Les députés veulent que le donneur d'ordre soit "responsable de l'environnement de travail"

Les députés veulent que le donneur d'ordre soit "responsable de l'environnement de travail"

26.07.2018

HSE

La commission d'enquête de l'Assemblée nationale sur les pathologies professionnelles dans l'industrie a rendu hier ses conclusions. Inquiète de la "sous-traitance du risque", elle propose notamment de revoir l'organisation de la responsabilité de l'employeur, en s'appuyant sur le devoir de vigilance. Pour une meilleure traçabilité des expositions durant la vie professionnelle, elle insiste aussi sur la mise en place d'un nouveau dossier médical en santé au travail.

"Il a fallu y tenir pour s’y tenir", confie le député Pierre Dharréville (communiste rattaché au groupe GDR, Bouches-du-Rhône).
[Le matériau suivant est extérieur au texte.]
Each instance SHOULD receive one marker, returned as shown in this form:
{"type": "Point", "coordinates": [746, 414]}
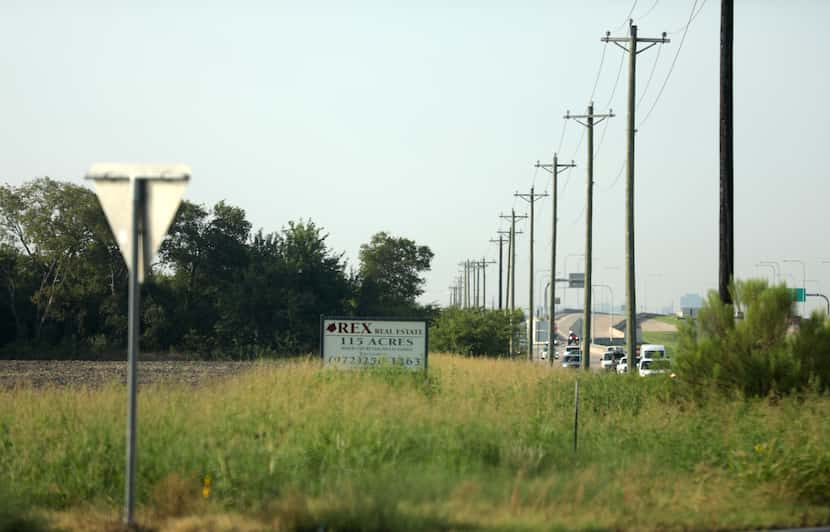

Dans le foisonnement de l’activité du Palais Bourbon ces dernières semaines, la commission d’enquête "sur les maladies et pathologies professionnelles dans l’industrie et les moyens à déployer pour leur élimination", présidée par Julien Borowczyk (LREM, Loire) et avec Pierre Dharréville comme rapporteur, a donc tenu bon. Après 6 mois de travail, elle a présenté son rapport mercredi 27 juillet 2018.

Élan et rassemblement

Alors qu’une négociation sur la santé au travail est annoncée pour la rentrée, que les conclusions de la député Charlotte Lecocq (missionnée par le gouvernement) sont fébrilement attendues, et que le rapport de Paul Frimat sur l’exposition aux agents chimiques dangereux semble dormir dans un tiroir du cabinet de Muriel Pénicaud depuis 3 mois, Pierre Dharréville espère que le travail de la commission d’enquête "marquera un nouvel élan".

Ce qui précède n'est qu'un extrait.